12 hours after being unveiled as the president of Infogrames, Phil Harrison this morning delivered his first speech to colleagues and key press in Manhattan's Ritz-Carlton hotel.
After an informal introduction by new CEO David Gardner, who spoke of "the vision Phil and I have been sharing and really enjoy, the idea of the future of a network-centric gaming world", Harrison described Atari as "the best opportunity that exists in the industry today to redefine, refocus and re-energise an incredible brand, an incredible group of people towards that networked future."
Explaining why he quit his former role as head of PlayStation development, he pointed to "the things that excited me the most, the things that turned me on as a gamer, and as a business person, and as a creative person were the future of our industry, the connected community experiences - all the things we're starting to see emerge that are really exciting players around the world.
"And those are the things I started thinking about in terms of creating a company or getting involved with a company to really shape and direct a business towards that future."
During the relaxed session, both Gardner and Harrison were keen to stress that their ambitious plans for the rebirth of Atari would also be "fun", the former EA exec insisting he did not want to "create a big corporate entity", with Harrison - who, like Gardner, was notably suitless and tieless, jesting: "as you can see David and I are the suits".
Harrison closed by talking up Eden Studios' Alone in the Dark, itself a bold rebirth of a classic brand. As Eurogamer revealed yesterday, Harrison arrived at Atari's New York HQ hours before the announcement of his new role, with one of his first tasks to sit down with Eden for a private demo of the Xbox 360 version of the game.
Gardner added: "This product will really make it clear where we're going, from a technology point of view, and a product quality point of view."
Since you're probably interested, here's the full transcript of Gardner and Harrison's introduction:
David Gardner: It's a pleasure to be able to welcome you personally. As you know I joined Atari at the end of January - well, actually, I joined Infogrames, just to continue the confusion - as the chief executive. And I spent about 25 years in the computer games business, most of that time with Electronic Arts, where I started in California but very quickly moved to Europe to get it started up there. I had such an emotional time, such a great time - my wife is English, my kids were born in Europe - that I wanted to move back.
I quit Electronic Arts in August last year and went back to Europe, and I found a great adventure to join Atari. I know a lot of people have asked me, why have I been interested in joining Infogrames/Atari a company with also a great history and heritage. But what I found was a great collection of assets to help with the vision Phil and I have been sharing and really enjoy, the idea of the future of a network-centric gaming world. If I think about the Atari brand and the emotional response you get when you see that Mount Fuji logo, it's a great place to start. It's the home of where gaming was invented, it brings so many positive connotations about what it should feel like when you're playing games.

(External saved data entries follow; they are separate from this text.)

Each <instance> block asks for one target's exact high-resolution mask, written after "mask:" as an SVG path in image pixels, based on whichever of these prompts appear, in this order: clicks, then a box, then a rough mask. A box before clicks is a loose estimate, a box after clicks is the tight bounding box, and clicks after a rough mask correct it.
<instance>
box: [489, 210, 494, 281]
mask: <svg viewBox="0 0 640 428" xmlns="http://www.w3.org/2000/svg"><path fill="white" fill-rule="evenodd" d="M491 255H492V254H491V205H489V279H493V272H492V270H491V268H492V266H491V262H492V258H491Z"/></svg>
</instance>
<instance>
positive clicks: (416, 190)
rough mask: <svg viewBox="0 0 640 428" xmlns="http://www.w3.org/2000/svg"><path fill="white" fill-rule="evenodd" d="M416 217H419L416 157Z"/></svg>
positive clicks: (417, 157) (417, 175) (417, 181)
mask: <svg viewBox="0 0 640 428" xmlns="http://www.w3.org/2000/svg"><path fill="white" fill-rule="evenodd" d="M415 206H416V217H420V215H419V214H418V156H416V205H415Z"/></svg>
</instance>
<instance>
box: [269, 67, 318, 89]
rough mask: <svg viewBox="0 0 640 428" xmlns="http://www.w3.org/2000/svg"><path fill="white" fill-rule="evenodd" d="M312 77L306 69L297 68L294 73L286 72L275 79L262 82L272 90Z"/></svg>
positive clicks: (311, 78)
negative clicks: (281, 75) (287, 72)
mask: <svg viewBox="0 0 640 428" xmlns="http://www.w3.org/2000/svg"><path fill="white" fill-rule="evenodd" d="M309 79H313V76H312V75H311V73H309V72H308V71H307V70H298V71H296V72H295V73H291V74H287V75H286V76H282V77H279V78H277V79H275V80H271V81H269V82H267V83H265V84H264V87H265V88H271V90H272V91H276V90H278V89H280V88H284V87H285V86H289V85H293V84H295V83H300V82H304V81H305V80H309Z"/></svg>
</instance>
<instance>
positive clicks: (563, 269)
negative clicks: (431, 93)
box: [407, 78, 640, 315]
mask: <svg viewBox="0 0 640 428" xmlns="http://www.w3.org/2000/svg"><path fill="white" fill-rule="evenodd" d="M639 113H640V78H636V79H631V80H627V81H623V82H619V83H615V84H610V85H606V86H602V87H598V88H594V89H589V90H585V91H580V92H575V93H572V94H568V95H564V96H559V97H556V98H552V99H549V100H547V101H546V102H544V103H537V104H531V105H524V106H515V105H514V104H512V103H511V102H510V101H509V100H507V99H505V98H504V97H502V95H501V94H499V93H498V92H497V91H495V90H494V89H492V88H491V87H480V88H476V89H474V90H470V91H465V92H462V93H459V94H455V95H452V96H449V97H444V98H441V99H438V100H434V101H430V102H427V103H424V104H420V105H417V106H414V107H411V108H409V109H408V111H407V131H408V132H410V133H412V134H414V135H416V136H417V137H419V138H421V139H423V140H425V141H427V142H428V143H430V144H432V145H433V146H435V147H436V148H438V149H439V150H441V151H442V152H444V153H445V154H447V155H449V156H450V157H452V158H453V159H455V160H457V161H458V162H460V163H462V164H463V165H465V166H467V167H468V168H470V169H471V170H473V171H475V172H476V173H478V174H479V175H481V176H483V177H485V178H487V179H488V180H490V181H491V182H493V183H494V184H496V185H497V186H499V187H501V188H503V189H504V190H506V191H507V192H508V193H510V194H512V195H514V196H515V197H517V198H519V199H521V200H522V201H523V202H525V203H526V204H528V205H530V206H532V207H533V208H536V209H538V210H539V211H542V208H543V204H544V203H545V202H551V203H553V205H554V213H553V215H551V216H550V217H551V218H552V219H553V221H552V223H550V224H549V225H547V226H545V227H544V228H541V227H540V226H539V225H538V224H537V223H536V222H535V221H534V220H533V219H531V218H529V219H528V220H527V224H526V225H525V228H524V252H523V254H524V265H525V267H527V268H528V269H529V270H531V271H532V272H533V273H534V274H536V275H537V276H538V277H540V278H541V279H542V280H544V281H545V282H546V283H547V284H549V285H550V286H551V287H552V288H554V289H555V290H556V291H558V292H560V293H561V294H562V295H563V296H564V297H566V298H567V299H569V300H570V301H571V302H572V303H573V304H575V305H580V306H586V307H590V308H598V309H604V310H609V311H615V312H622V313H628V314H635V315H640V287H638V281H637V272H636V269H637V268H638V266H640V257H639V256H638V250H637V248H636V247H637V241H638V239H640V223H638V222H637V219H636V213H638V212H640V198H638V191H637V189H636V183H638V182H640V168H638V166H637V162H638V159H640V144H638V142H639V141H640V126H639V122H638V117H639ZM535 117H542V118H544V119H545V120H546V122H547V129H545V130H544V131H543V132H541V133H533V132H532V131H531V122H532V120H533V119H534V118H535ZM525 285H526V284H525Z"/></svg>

I thought about the franchise, and I thought about the people, a lot of whom have stayed together over they years, a lot of hard years, and starting to see light at the end of the tunnel, and this product [Alone in the Dark] will really make it clear where we're going, from a technology point of view, and a product quality point of view. But I think it really puts together a great collection of people assets, product assets and the brand, together with a company that's recently been recapitalised so they have a good financial situation to invest in the future.
So for me that was why I was really excited to get to do that and really to have fun - to not create a big corporate entity, but to really create the sense of gaming throughout the company culture as well and that's why it's fun for me to be chief executive and to help that company culture come alive.
I just wanted to leave a few minutes for Phil to say hello, as he just joined the company yesterday as you may have seen - it seemed to be well rumoured. They even seemed to know we were going on a plane together to New York, so somehow you guys are so wired into the world, Google seems to be our best friend and worst enemy, but Phil, maybe you want to say hi.
Phil Harrison: Thank you, David. It's a great pleasure to be here. As you may know I had a different job last Friday, and I have a new job today. After 15 years at Sony Computer Entertainment, where I had the chance to be part of something really special, and I'm incredibly proud of everything that company has achieved, the things that excited me the most, the things that turned me on as a gamer, and as a business person, and as a creative person were the future of our industry, the connected community experiences. All the things we're starting to see emerge that are really exciting players around the world. And those are the things I started thinking about in terms of creating a company or getting involved with a company to really shape and direct a business towards that future.
David and I have been talking about this for a long time and the Atari opportunity is the best opportunity that exists in the industry today to redefine, refocus and re-energise an incredible brand, an incredible group of people towards that networked future. And to do it in a fun way - as you can see David and I are the suits, and we're looking forward to working with a tremendous group of people all around the world, not just here in the US, over in France and all our countries around the world. Eden Studios have got an incredible presentation to show you today. I had the privilege of seeing it yesterday, and I think David [Nadal, game director] and Nour [Polloni, producer] are really going to impress you with the production values and the compelling story they have put into this game. And I'm looking forward to hearing your reaction and feedback, and looking forward to spending more time with you over the months and years to come. But since today is all about Alone in the Dark, I think we should get on with the presentation. Thanks very much.